I also have the right to sue in civil court if your speech results in harm to me or others. http://www.nytimes.com/1987/02/11/us/klansman-says-superior-suggested-1981-slaying.html?src=pm This concept is interesting in the context of a inflammatory Imam whose followers do harm to another group. If a priest preaches against gays and one of his parishioners then goes out and harms a gay, can he and the church be sued for the damages caused by the hatred instilled into a congregant?
Speech may be free but it is not without consequences.
Question 2: No. To say yes implies I should become a lawyer and make billions of $$ sueing people for influencing the weak-minded to do stupid things... which means I'd probably get sued for making people think they can sue everyone else.

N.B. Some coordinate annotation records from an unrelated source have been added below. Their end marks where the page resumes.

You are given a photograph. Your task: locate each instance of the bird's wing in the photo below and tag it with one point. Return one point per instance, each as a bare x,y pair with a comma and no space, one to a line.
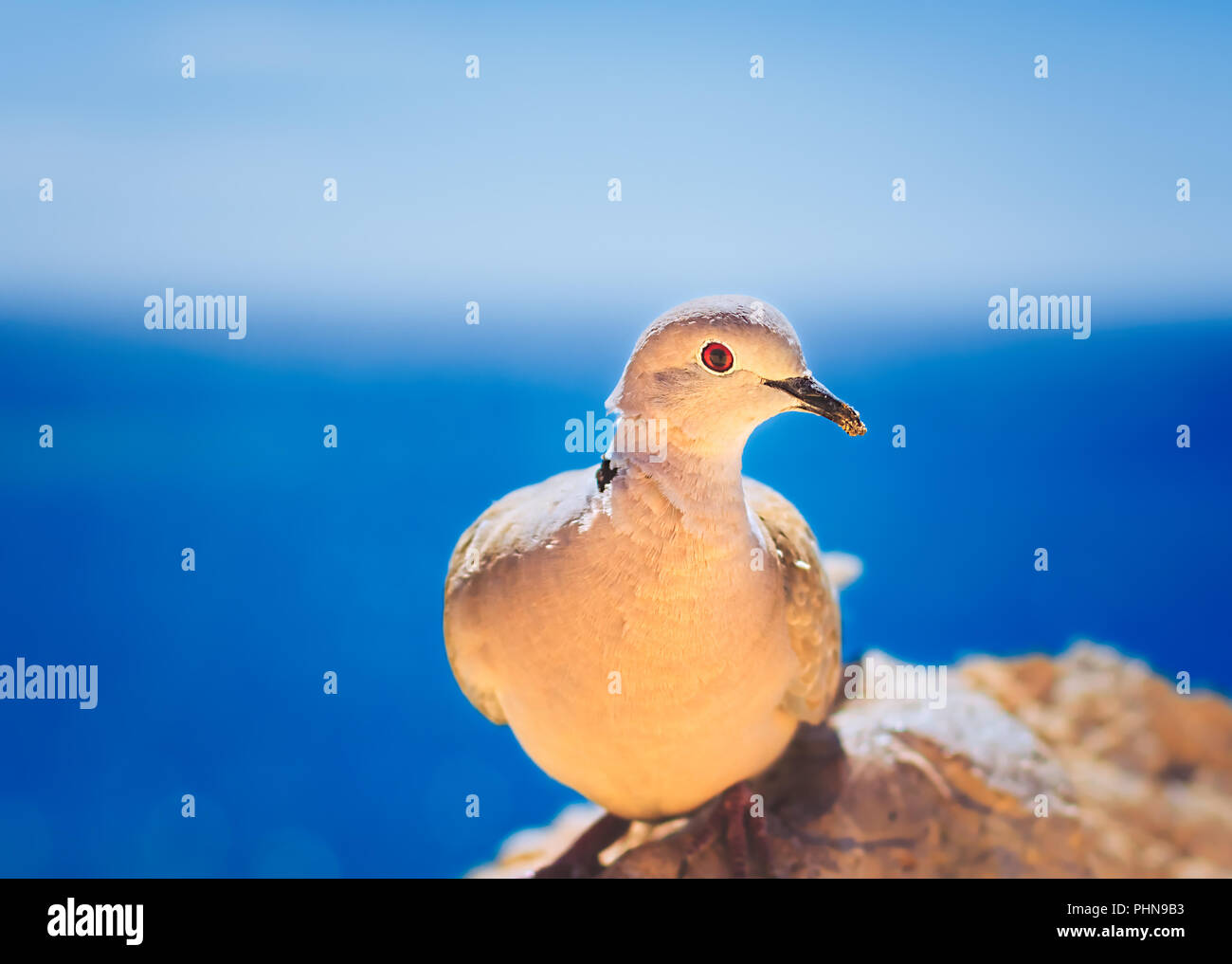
812,608
524,520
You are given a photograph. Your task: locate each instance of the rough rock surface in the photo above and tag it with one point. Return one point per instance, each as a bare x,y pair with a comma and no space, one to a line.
1085,764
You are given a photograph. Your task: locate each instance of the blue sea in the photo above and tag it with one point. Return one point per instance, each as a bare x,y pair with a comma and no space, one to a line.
313,560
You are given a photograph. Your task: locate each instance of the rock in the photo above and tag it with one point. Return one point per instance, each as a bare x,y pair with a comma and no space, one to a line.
1082,766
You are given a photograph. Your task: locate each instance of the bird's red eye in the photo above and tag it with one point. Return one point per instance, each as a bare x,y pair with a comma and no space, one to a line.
716,356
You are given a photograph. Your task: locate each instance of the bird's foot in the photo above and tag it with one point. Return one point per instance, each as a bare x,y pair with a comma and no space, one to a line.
743,831
582,858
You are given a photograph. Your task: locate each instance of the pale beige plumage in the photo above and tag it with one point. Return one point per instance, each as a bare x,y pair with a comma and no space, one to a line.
656,639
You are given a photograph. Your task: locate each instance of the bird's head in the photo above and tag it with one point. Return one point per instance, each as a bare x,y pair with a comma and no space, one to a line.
714,369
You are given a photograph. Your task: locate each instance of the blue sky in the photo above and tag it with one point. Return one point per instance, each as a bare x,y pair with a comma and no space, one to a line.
496,189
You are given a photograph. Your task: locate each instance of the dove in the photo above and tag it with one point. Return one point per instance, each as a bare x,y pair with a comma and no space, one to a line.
654,628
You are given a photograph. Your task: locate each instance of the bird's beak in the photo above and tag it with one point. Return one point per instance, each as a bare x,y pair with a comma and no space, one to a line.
814,397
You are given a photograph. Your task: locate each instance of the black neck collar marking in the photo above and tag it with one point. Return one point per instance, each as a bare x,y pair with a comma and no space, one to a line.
605,475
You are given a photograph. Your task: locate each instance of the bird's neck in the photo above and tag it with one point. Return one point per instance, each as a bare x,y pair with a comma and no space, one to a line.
701,481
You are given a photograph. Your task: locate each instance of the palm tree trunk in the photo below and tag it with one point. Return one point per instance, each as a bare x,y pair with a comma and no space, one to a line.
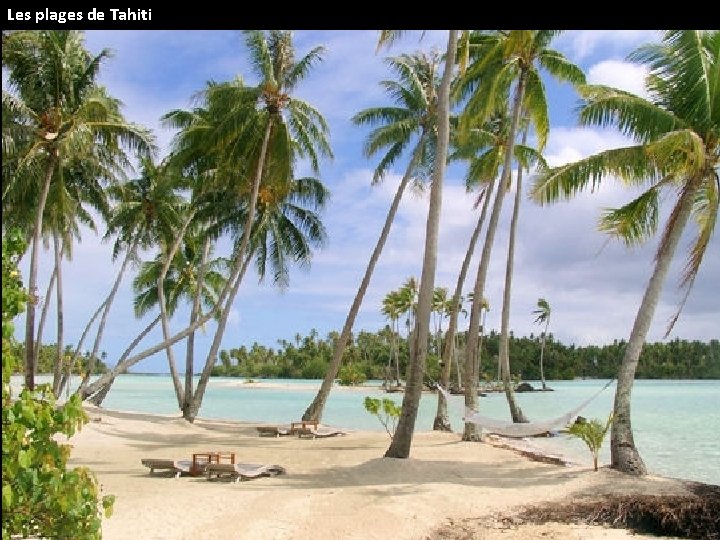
99,388
190,352
212,354
316,408
402,440
515,410
542,354
442,420
471,432
624,455
106,311
57,372
32,278
43,316
244,244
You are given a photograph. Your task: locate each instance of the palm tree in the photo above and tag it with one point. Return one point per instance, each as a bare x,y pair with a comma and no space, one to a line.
61,109
149,210
542,315
483,147
402,440
246,133
391,308
412,119
676,150
505,62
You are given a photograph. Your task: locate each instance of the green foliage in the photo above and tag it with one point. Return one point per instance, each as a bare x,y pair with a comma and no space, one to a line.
385,410
40,497
351,375
592,433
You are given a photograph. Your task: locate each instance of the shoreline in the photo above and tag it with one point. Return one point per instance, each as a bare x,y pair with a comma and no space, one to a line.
336,487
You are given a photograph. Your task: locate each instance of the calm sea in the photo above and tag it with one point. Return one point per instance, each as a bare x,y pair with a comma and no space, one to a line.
676,423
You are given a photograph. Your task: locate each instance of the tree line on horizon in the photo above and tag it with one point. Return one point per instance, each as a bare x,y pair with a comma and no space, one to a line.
231,174
369,357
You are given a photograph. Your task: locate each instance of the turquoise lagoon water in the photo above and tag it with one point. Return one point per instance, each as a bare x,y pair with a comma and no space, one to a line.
676,423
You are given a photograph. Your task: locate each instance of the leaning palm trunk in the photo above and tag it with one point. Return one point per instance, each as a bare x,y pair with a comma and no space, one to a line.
515,410
57,370
316,408
194,313
32,278
43,316
106,311
402,440
192,411
542,354
471,431
194,408
624,455
442,420
99,389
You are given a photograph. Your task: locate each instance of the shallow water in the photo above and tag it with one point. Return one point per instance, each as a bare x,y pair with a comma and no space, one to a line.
676,423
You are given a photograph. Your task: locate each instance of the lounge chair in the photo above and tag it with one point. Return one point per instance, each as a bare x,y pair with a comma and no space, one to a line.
319,433
273,431
242,471
177,467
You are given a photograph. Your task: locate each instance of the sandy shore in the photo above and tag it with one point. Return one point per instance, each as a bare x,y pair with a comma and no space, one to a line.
335,488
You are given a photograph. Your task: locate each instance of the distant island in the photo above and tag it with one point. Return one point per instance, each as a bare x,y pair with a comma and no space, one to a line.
371,356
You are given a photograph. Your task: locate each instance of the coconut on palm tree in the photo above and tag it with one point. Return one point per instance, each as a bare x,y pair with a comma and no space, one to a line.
675,155
60,111
410,122
505,69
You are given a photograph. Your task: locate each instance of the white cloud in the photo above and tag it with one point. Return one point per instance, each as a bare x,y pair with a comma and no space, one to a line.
618,74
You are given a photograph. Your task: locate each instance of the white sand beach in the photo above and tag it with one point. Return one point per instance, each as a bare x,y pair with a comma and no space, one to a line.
335,488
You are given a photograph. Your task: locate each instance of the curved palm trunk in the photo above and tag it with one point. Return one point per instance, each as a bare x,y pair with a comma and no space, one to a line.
244,244
32,278
212,355
177,384
57,371
402,440
515,410
190,352
542,354
442,420
624,455
316,408
43,315
106,311
471,432
99,388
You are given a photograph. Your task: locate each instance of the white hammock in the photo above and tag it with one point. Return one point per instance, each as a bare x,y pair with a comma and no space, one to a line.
510,429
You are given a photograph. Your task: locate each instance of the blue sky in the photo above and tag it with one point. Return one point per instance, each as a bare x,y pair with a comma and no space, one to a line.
593,285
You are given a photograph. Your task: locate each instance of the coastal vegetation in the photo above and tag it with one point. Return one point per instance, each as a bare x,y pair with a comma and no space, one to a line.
307,357
229,196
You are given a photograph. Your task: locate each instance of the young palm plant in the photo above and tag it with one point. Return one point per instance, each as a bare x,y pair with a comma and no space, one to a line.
676,150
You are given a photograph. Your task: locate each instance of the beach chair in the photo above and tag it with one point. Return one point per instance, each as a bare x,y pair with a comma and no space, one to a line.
242,471
273,431
177,467
319,433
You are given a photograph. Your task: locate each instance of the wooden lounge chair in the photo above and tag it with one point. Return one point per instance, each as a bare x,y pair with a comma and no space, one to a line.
242,471
177,467
319,433
273,431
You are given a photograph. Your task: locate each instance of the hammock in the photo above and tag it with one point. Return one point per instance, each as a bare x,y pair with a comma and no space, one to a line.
510,429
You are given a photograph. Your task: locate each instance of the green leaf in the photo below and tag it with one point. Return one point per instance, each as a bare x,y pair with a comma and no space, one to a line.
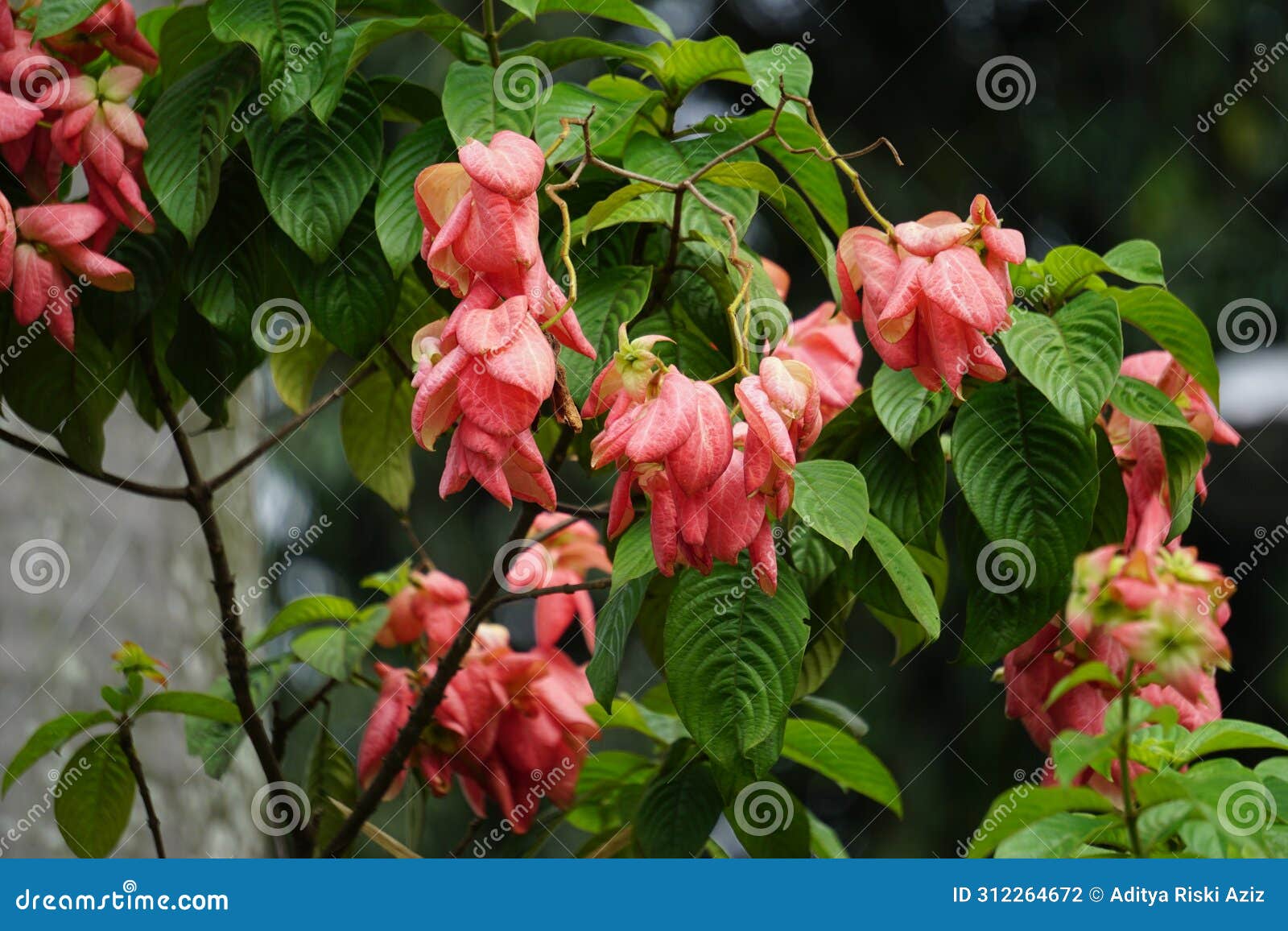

Question 3: The reason you can't answer Q3, is because it isn't a clear concise question. Interesting that you used "society" here, but then noted the difference between government, society, and self. Governments have "the right" by whatever laws they pass - regardless of the moral implications of the law. "Society" having "the right" is a mute point because "Society" does whatever it wants on any particular day. For self, I go back to question 1, stupid-is as stupid-does, heaven and hell, ying and yang, good and evil... every individual may do anything they want... they should not be surprised by other individuals, societies, or governments then imparting painful retribution.
In Zen and the Art of Motorcycle Maintenance, the author Robert Pirsig writes about censorship and makes this observation that goes something like this (in my own words):
People do not go postal if someone says - the sun will *not* rise in the morning. Most of us are secure in our convictions that the sun will rise. But if persons are insecure in their beliefs, they will censor, persecute, ... do all kinds of bad stuff to silence them. And PC is the weapon of the insecure.
Certainly, don't incite violence or slander. That is wrong. But silence a dissenting view because it's not popular - but you are free to think it? Don't slaves have that? But not so for a free people. And with freedom comes responsibility.